Abstract Body (Do not enter title and authors here): Background: The endothelium plays a major role in preventing thrombosis. Aging leads to a hypercoagulable state with increased procoagulant factors without accompanying rise in anticoagulant factors, shifting the balance to a prothrombotic profile. This increases the risk for conditions such as stroke or myocardial infarction. The mediator/s of this change remains unknown. Medin is a 50 amino acid cleavage product of MFGE8, accumulates in the vasculature with aging and is the most common human amyloid. Vascular medin burden is increased in vascular dementia, Alzheimer’s disease and aortic aneurysms. Medin was shown to induce endothelial and smooth muscle dysfunction and endothelial pro-inflammatory activation. Its role in aging-associated prothrombotic activation is unknown.
Aim: To determine the effect of medin on human brain microvascular endothelial cells (HBMVECs) expression and function of thrombomodulin (a transmembrane glycoprotein that is a major anticoagulant through its interaction with thrombin leading to activation of protein C and S which in turn degrades factors Va and VIIIa) and HBMVEC expression of plasminogen activator inhibitor-1 (PAI-1) and tissue factor (major procoagulant proteins).

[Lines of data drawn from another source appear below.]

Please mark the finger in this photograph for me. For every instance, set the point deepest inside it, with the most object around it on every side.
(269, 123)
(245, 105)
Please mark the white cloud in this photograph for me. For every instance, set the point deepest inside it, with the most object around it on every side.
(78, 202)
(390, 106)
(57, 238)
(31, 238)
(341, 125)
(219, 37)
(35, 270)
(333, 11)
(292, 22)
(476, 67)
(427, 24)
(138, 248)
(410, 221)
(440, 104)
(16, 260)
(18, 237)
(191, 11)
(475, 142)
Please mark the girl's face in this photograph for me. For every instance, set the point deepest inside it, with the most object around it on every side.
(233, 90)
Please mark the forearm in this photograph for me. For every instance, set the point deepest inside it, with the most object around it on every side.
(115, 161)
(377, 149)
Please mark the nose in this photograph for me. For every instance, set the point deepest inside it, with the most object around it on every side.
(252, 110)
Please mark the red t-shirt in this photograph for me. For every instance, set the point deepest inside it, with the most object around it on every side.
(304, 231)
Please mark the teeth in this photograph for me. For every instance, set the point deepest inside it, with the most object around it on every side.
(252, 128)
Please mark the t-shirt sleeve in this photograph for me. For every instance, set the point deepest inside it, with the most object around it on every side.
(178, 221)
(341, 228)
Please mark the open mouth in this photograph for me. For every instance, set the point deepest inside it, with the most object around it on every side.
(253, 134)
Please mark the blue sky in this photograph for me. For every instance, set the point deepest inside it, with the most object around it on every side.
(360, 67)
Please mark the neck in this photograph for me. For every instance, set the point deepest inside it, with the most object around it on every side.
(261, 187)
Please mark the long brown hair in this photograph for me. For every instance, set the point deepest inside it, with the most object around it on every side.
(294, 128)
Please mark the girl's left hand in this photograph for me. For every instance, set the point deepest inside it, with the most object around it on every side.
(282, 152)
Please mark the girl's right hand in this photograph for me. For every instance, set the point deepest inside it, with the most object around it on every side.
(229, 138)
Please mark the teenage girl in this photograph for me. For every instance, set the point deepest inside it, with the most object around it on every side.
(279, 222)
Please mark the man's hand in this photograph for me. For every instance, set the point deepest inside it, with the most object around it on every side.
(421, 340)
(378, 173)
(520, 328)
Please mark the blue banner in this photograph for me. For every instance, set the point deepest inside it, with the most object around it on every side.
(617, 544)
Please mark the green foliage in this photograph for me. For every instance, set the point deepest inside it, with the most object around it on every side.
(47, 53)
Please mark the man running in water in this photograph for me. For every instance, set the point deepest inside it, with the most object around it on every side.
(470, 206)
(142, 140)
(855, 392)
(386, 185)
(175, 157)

Methods: Primary HBMVECs (passages 6-8) were exposed for 20 hours to physiologic doses of recombinant human medin (1 or 5 uM) and gene and protein expression of thrombomodulin, PAI-1 and tissue factor were measured using rtPCR or Western blot, respectively. In separate experiments, assessment of thrombomodulin function was determined by exposing HBMVECs for 20 hours to medin, after which human protein C (0.2 uM) and α-thrombin (10 nM) were added for 1 hour and amount of activated protein C in media was measured using ELISA.
Results: Physiologic dose of medin (5 uM) given to HBMVECs resulted in reduced gene and protein expression of thrombomodulin (Fig. 1), increased gene and protein expression of PAI-1 (Fig. 2), and modest increased protein, but not gene expression of tissue factor (Fig. 3). Medin exposure also reduced HBMVEC ability to convert protein C to activated protein C in the presence of thrombin.
Conclusions: Medin reduced HBMVEC production of anticoagulant protein thrombomodulin and increased protein expression of procoagulant proteins PAI-1 and tissue factor. Medin is a potential novel mediator of aging-associated hypercoagulability and could be a promising target in thrombotic diseases such as stroke.